Dumbo è
una delle favole animate Disney più celebri, una lettera d'amore e speranza per
tutti coloro che, almeno una volta nella vita, si sono sentiti esclusi,
discriminati, "diversi". Temi che sono certo cari anche a Tim Burton,
che proprio in Disney, come animatore, ha iniziato la sua ascesa fino a
diventare il registra di alcune delle più importanti favole dark moderne come
Edward Mani di Forbice, come Nightmare before Christmas, come, forse,
Beetlejuice. Film dalla parte dei diversi, dei dimenticati, di chi è
prigioniero di un corpo e un ruolo che non è il suo. Il circo, da sempre
nell'immaginario luogo legato agli animali in gabbia, ai palloncini, al
brivido, quanto alle donne barbute, uomini forzuti e fachiri, è certamente uno
dei luoghi più cari a Burton, già affrontato, spesso trasversalmente, e a
volte anche più direttamente, in pellicole come Batman Returns, come in Big
Fish. Così abbiamo il pacchetto completo, già sulla carta. La torta delle
aspettative dell'appassionato di cinema medio è soddisfatta: Burton era forse
il regista ideale per Dumbo, quello che poteva capirne nel modo più intimo la
poetica, "tradurla all'oggi" preservandone i passaggi chiave e senza
roba naïf come corvi parlanti italoamericani, con una visione del circo più
"sostenibile" (ma al contempo più critica di quella proposta da un The greatest showman). Burton era l'unico che poteva credibilmente
trasporre su schermo dei
rosaelefanti-scheletrico-zombie-a-tre-teste-frutto-della-droga, senza che
sembrasse una forzatura. Se poi dal progetto passiamo alla realizzazione
pratica, ci riscalda il cuore vedere nel cast Michael Keaton e Danny De Vito,
di nuovo insieme in un "circo burtoniano" dopo lo struggente e
indimenticato secondo e ultimo film di Batman di Burton, avvolto dalla neve di
Gotham. Ci sono a tratti gli stessi colori, quasi gli stessi costumi, la musica
del solidale Elfman, la malinconia e tutto si sposa bene con i colori pastello
e il concept del classico Disney del 1941. E, se ci penso, anche travolgendo la
consecutio storica, la scena dell'abbraccio tra Dumbo e la madre, già del
1941, (che avviene in modo struggente attraverso la proboscide di mamma
elefante che, dall'ombra di una porta chiusa, esce dallo spiraglio con sbarre
da prigione, per sollevare il figlio coccolandolo, quasi la versione
"dolce" di un tentacolo di Chatulu), era già allora una
"summa" di tanto cinema Burtoniano, e oggi, con questo remake, quella
stessa scena quasi "ritorna al futuro".
Un plauso al modello poligonale
di Dumbo, davvero tenerissimo, dolce e indifeso come deve essere. Se non avete
ancora in casa un pelouche di Dumbo, dopo il film ne vorrete probabilmente uno.
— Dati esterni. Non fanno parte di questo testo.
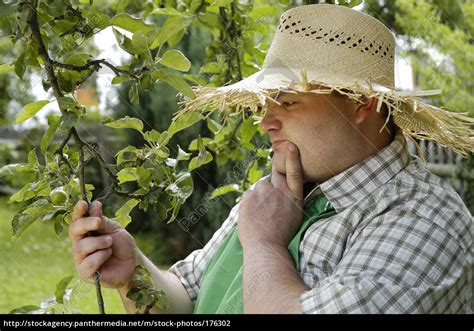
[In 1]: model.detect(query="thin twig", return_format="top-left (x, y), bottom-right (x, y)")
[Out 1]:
top-left (114, 185), bottom-right (162, 199)
top-left (79, 146), bottom-right (87, 202)
top-left (53, 129), bottom-right (75, 174)
top-left (70, 127), bottom-right (116, 182)
top-left (80, 145), bottom-right (105, 314)
top-left (94, 272), bottom-right (105, 314)
top-left (51, 59), bottom-right (137, 78)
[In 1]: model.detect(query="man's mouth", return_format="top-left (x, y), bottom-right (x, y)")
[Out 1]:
top-left (272, 140), bottom-right (286, 149)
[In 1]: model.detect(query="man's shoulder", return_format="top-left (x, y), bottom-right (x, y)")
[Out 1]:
top-left (366, 161), bottom-right (472, 250)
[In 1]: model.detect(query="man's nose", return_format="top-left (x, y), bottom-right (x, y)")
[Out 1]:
top-left (260, 103), bottom-right (282, 133)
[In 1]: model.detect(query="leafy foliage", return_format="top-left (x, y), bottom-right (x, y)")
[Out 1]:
top-left (0, 0), bottom-right (285, 313)
top-left (126, 265), bottom-right (168, 313)
top-left (9, 275), bottom-right (77, 314)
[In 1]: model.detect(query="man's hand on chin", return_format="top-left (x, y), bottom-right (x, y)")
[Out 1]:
top-left (237, 142), bottom-right (308, 314)
top-left (237, 142), bottom-right (304, 249)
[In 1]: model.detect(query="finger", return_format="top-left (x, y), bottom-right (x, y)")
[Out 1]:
top-left (78, 248), bottom-right (113, 280)
top-left (285, 143), bottom-right (304, 202)
top-left (72, 235), bottom-right (113, 265)
top-left (68, 216), bottom-right (104, 242)
top-left (271, 157), bottom-right (287, 190)
top-left (72, 200), bottom-right (88, 221)
top-left (88, 202), bottom-right (123, 232)
top-left (88, 200), bottom-right (103, 218)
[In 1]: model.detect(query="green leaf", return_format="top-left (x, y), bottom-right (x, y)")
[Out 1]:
top-left (249, 7), bottom-right (281, 18)
top-left (28, 149), bottom-right (39, 168)
top-left (188, 137), bottom-right (212, 151)
top-left (131, 30), bottom-right (152, 60)
top-left (53, 212), bottom-right (68, 234)
top-left (0, 63), bottom-right (13, 74)
top-left (58, 70), bottom-right (85, 94)
top-left (44, 0), bottom-right (64, 16)
top-left (237, 117), bottom-right (258, 143)
top-left (82, 10), bottom-right (110, 29)
top-left (8, 180), bottom-right (52, 203)
top-left (111, 14), bottom-right (155, 33)
top-left (150, 16), bottom-right (191, 49)
top-left (165, 158), bottom-right (177, 168)
top-left (55, 275), bottom-right (74, 304)
top-left (157, 49), bottom-right (191, 72)
top-left (9, 305), bottom-right (43, 314)
top-left (41, 115), bottom-right (61, 154)
top-left (143, 129), bottom-right (169, 146)
top-left (129, 82), bottom-right (139, 104)
top-left (59, 112), bottom-right (78, 134)
top-left (40, 296), bottom-right (57, 309)
top-left (207, 118), bottom-right (223, 133)
top-left (0, 163), bottom-right (33, 177)
top-left (152, 69), bottom-right (194, 99)
top-left (14, 52), bottom-right (25, 79)
top-left (152, 8), bottom-right (182, 16)
top-left (166, 28), bottom-right (186, 47)
top-left (112, 28), bottom-right (139, 55)
top-left (16, 100), bottom-right (52, 123)
top-left (166, 172), bottom-right (193, 202)
top-left (136, 166), bottom-right (151, 187)
top-left (247, 161), bottom-right (263, 184)
top-left (176, 145), bottom-right (190, 161)
top-left (112, 76), bottom-right (130, 85)
top-left (182, 74), bottom-right (206, 86)
top-left (117, 167), bottom-right (138, 184)
top-left (344, 0), bottom-right (363, 8)
top-left (167, 202), bottom-right (181, 224)
top-left (199, 61), bottom-right (221, 74)
top-left (116, 145), bottom-right (140, 166)
top-left (167, 110), bottom-right (203, 138)
top-left (12, 199), bottom-right (52, 239)
top-left (64, 53), bottom-right (91, 67)
top-left (189, 136), bottom-right (213, 171)
top-left (104, 116), bottom-right (144, 133)
top-left (211, 0), bottom-right (232, 7)
top-left (151, 146), bottom-right (170, 160)
top-left (211, 184), bottom-right (240, 198)
top-left (0, 0), bottom-right (19, 15)
top-left (115, 199), bottom-right (139, 227)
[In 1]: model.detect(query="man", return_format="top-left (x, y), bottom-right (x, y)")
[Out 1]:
top-left (69, 4), bottom-right (473, 313)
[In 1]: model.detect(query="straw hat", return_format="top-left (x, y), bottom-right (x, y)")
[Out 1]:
top-left (179, 4), bottom-right (474, 156)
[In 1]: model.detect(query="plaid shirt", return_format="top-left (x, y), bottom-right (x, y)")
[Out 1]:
top-left (169, 129), bottom-right (473, 313)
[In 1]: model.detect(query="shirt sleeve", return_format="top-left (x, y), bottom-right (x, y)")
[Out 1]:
top-left (299, 214), bottom-right (472, 314)
top-left (168, 202), bottom-right (240, 304)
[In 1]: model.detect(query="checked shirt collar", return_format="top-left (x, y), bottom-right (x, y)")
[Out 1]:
top-left (304, 128), bottom-right (410, 213)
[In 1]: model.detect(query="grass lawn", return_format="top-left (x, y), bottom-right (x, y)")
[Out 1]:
top-left (0, 197), bottom-right (126, 314)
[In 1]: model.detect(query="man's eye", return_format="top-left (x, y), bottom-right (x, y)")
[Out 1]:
top-left (283, 101), bottom-right (297, 107)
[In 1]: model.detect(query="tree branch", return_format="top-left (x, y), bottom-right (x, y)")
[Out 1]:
top-left (70, 127), bottom-right (116, 182)
top-left (51, 59), bottom-right (132, 77)
top-left (27, 0), bottom-right (63, 100)
top-left (53, 129), bottom-right (75, 174)
top-left (26, 0), bottom-right (106, 314)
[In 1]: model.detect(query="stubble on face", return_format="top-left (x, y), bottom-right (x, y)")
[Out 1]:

Sistemati setting e colori, deciso che lo scenario sarà la Gotham di Batman
Returns con il 70% di park giochi freak e palloncini in più, arriva l'idea di
inserire nel cast Colin Farrell, cowboy senza un braccio, la divina Eva Green
acrobata angelica, e i piccoli Nico Parker e Finley Hobbins. La nuova storia
duetta con i tempi classici del cartone animato, strizzando l'occhio forte, più
volte, in direzione dei veri fan, che decodificheranno le mille citazioni
visive. Tutto gira bene, per almeno il primo tempo, poi il meccanismo si
appesantisce. Perché di fatto il primo tempo corrisponde come storia a
tutto il Dumbo animato, mentre il secondo esplora uno scenario nuovo, un Dumbo
2 apocrifo ambientato in una sorta di Gardaland carica di freak e animali in
gabbia. Tutto visivamente eccelso, ma con un trasporto emotivo più contenuto e
con questa ossessione un po' naïf per cui tutti i protagonisti, a un certo
punto, cercano di cavalcare il Dumbo volante, come fosse una giostra di
Disneyland. Forse troppo naïf, pure per gli standard burtoniani.
Insomma,
il film convince sotto molti aspetti, ma la magia non dura per tutti e due i
tempi. Anche se nel complesso è intrattenimento di lusso e tutta la visione
scorre tranquilla e placida come la ninna nanna di una mamma elefante dedicata
al suo piccino dalle orecchie giganti.